Label cardinality warning: Do not add high-cardinality fields like trade_id, tx_hash, or amount_usd as Loki labels. Use them as parsed fields within log lines instead. High-cardinality labels cause Loki to create thousands of streams and significantly degrade performance.

Installing Promtail

bash install-promtail.sh
# Download latest Promtail binary (replace VERSION with latest)
PROMTAIL_VERSION="3.0.0"
wget "https://github.com/grafana/loki/releases/download/v${PROMTAIL_VERSION}/promtail-linux-amd64.zip"
unzip promtail-linux-amd64.zip
sudo mv promtail-linux-amd64 /usr/local/bin/promtail
sudo chmod +x /usr/local/bin/promtail

# Create log directories for agents
sudo mkdir -p /var/log/purple-flea/{trading,casino,escrow,wallet}
sudo chmod 777 /var/log/purple-flea  # Allow agent processes to write

# Run Promtail as a systemd service
sudo tee /etc/systemd/system/promtail.service <<EOF
[Unit]
Description=Promtail - Loki log shipper for Purple Flea agents
After=network.target

[Service]
ExecStart=/usr/local/bin/promtail -config.file=/etc/promtail/promtail-config.yml
Restart=on-failure
RestartSec=5s
StandardOutput=journal
StandardError=journal

[Install]
WantedBy=multi-user.target
EOF

sudo systemctl daemon-reload
sudo systemctl enable promtail
sudo systemctl start promtail
sudo systemctl status promtail

LogQL Queries for Agent Debugging

LogQL is Loki's query language.

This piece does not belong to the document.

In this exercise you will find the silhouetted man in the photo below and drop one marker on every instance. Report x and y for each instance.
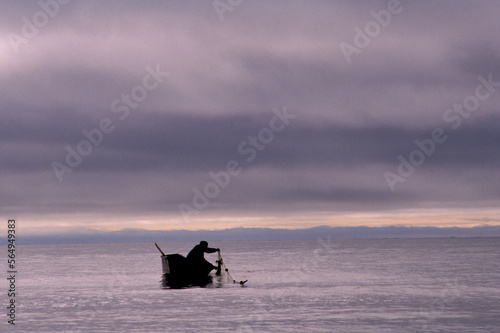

It reads like a combination of PromQL and grep. Here are the most useful queries for Purple Flea agent operations — ready to paste into Grafana Explore.

Error Rate Queries

API Error Rate (all agents, last 5 minutes)
sum(rate({job="trading-agents", level="ERROR"}[5m])) by (agent_id)
Shows errors per second for each agent. Spike indicates API failures or logic errors.
HTTP 429 Rate Limit Events
{job=~".*-agents"} | json | status_code = 429 | line_format "{{.agent_id}} hit rate limit on {{.endpoint}}"
Stream all rate-limit hits across all agent jobs, formatted for readability.
Error Percentage by Strategy
sum(rate({job="trading-agents", level="ERROR"}[10m])) by (strategy) / sum(rate({job="trading-agents"}[10m])) by (strategy) * 100
Error percentage per strategy. Alert if any strategy exceeds 5%.

Trade Latency Queries

P95 Order Placement Latency
quantile_over_time(0.95, {job="trading-agents", event="order_placed"} | json | unwrap latency_ms [10m]) by (agent_id)
95th percentile latency for order placement. Should be below 500ms for most strategies.
Slow API Calls (over 1s)
{job=~".*-agents"} | json | latency_ms > 1000 | line_format "SLOW: {{.agent_id}} {{.event}} took {{.latency_ms}}ms"
Stream all individual API calls that took more than 1 second. Useful for identifying latency hotspots.
Average Scan Duration Over Time
avg_over_time({job="trading-agents", event="scan_complete"} | json | unwrap scan_duration_ms [30m]) by (strategy)
How long each strategy's market scan takes on average. Rising values indicate computational overhead growth.

Wallet Event Queries

All Wallet Transactions in Last Hour
{job="wallet-agents"} | json | event = "transaction_sent" | line_format "{{.agent_id}} sent {{.amount_usd}}USD on {{.chain}} tx={{.tx_hash}}"
Audit stream of all on-chain transactions initiated by wallet agents.
Total USD Volume by Agent (last 24h)
sum_over_time({job="trading-agents", event="order_placed"} | json | unwrap amount_usd [24h]) by (agent_id)
Total notional traded per agent over the past 24 hours. Useful for capital utilization reporting.

Escrow Event Queries

Failed Escrow Events
{job="escrow-agents", event="escrow_failed"} | json | line_format "FAILED: {{.escrow_id}} | reason={{.error}} | amount=${{.amount_usd}} | counterparty={{.counterparty}}"
All escrow failures with full context. Every failure should trigger an alert and manual review.
Escrow Settlement Rate (Success %)
sum(rate({job="escrow-agents", event="escrow_settled"}[1h])) / (sum(rate({job="escrow-agents", event="escrow_settled"}[1h])) + sum(rate({job="escrow-agents", event="escrow_failed"}[1h]))) * 100
Percentage of escrows that settle successfully. Should be 99.9%+. Drop below 99% warrants investigation.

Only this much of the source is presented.